Welchen Wert hat die Natur? – Das Konzept der Ökosystemdienstleistungen
Wir Menschen brauchen die Natur zum Überleben. Ihre Systeme, Kreisläufe und Leistungen sichern unser tägliches Leben. Sie spenden uns frische Luft zum Atmen, sauberes Wasser zum Trinken und Nutzen, fruchtbaren Boden für unsere Nahrungsmittelproduktion, Schutz vor potenziell gefährlichen Naturprozessen sowie auch Rückzugsorte für unseren Seelenfrieden. Die Prozesse und Leistungen der Natur sind auch im Kampf gegen die Folgen der Klimaerwärmung von entscheidender Bedeutung, und so zählen natürliche Kohlenstoffsenken wie Moore und Wälder immer noch zu den effizientesten.
Das Konzept der Ökosystemdienstleistungen (ÖSD) versucht, diese Notwendigkeit bzw. den Nutzen der Natur und ihrer ökologischen Systeme für den Menschen zu beschreiben und ökonomisch zu bewerten. Diese ökonomische Bewertung soll das Bewusstsein der Bevölkerung für die Leistungen der Natur schärfen und somit zur langfristigen Sicherung der ÖSD beitragen.

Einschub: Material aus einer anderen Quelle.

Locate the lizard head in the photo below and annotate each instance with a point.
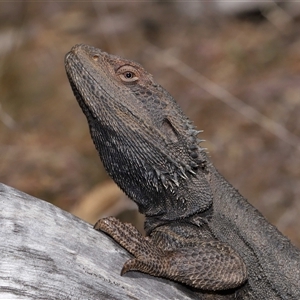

Denn auch wenn sich fast alle Menschen einig sind, dass wir die Natur zum Überleben brauchen, sind die ökonomischen Argumente für ihren ganzheitlichen, großräumigen und langfristigen Schutz oft noch zu leise.
Die ethische Diskussion, die durch eine solche monetäre Bewertung der Natur einhergeht, möchten wir hier mit diesem Beitrag anregen.
Was sind Ökosystemdienstleistungen?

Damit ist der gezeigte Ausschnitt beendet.